[Pixman] [PATCH] Add support for aarch64 neon optimization

Tue Apr 5 10:28:19 UTC 2016

> It looks like you have used an automated process to convert the AArch32
> NEON code to AArch64. Will you be able to repeat that process for other
> code, or at least assist others to repeat your steps?

Sorry, but I've wrote before, all of the patch were converted by hand.
"converter script" didn't work correctly.
# But the script was very helpful for me to understand the difference
# between aarch32 and aarch64 :)

> The reason I ask is that I have a large number of outstanding patches to
> the ARM NEON support.

Hmm...
How should we proceed the implementation ?

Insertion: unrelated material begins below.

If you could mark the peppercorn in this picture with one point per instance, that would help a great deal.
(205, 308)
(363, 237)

I've seen a comment that current (and I've based) pixman-arm-neon-asm*.S
were optimized on older Cortex-A8. And, your new patches seem to be
working well on latest Cortex chips.
If so, we should first apply your latest patch to the master, and then,
someone (or I ?) do the conversion to aarch64 again. It would be good both
aarch32 and aarch64 worlds.

# FYI: I've spent 1 week to convert all of the code,
# and 2 weeks to pass all tests.

On 5 April 2016 at 03:53, Ben Avison <bavison at riscosopen.org> wrote:
> On Sat, 02 Apr 2016 13:30:58 +0100, Mizuki Asakura <ed6e117f at gmail.com>
> wrote:
>>
>> This patch only contains STD_FAST_PATH codes, not scaling (nearest,
>> bilinear) codes.
>
>
> Hi Mizuki,
>
> It looks like you have used an automated process to convert the AArch32
> NEON code to AArch64. Will you be able to repeat that process for other
> code, or at least assist others to repeat your steps?
>
> The reason I ask is that I have a large number of outstanding patches to
> the ARM NEON support. The process of getting them merged into the
> FreeDesktop git repository has been very slow because there aren't many
> people on this list with the time and ability to review them, however my
> versions are in many cases up to twice the speed of the FreeDesktop
> versions, and it would be a shame if AArch64 couldn't benefit from them.
> If your AArch64 conversion is a one-time thing, it will make make it
> extremely difficult to merge my changes in.
>
>> After completing optimization this patch, scaling related codes should be
>> done.
>
>
> One of my aims was to implement missing "iter" routines so as to accelerate
> scaled plots for a much wider combination of pixels formats and Porter-Duff
> combiner rules than the existing limited selection of fast paths could
> cover. If you look towards the end of my patch series here:
>
> https://github.com/bavison/pixman/commits/arm-neon-release1
>
> you'll see that I discovered that I was actually outperforming Pixman's
> existing bilinear plotters so consistently that I'm advocating removing
> them entirely, with the additional advantage that it simplifies the code
> base a lot. So you might want to consider whether it's worth bothering
> converting those to AArch64 in the first place.
>
> I would maybe go so far as to suggest that you try converting all the iters
> first and only add fast paths if you find they do better than the iters.
> One of the drawbacks of using iters is that the prefetch code can't be as
> sophisticated - it can't easily be prefetching the start of the next row
> while it is still working on the end of the current one. But since hardware
> prefetchers are better now and conditional execution is hard in AArch64,
> this will be less of a drawback with AArch64 CPUs.
>
> I'll also repeat what has been said, that it's very neat the way the
> existing prefetch code sneaks calculations into pipeline stalls, but it was
> only ever really ideal for Cortex-A8. With Cortex-A7 (despite the number,
> actually a much more recent 32-bit core) I noted that it was impossible to
> schedule such complex prefetch code without adding to the cycle count, at
> least when the images were already in the cache.
>
> Ben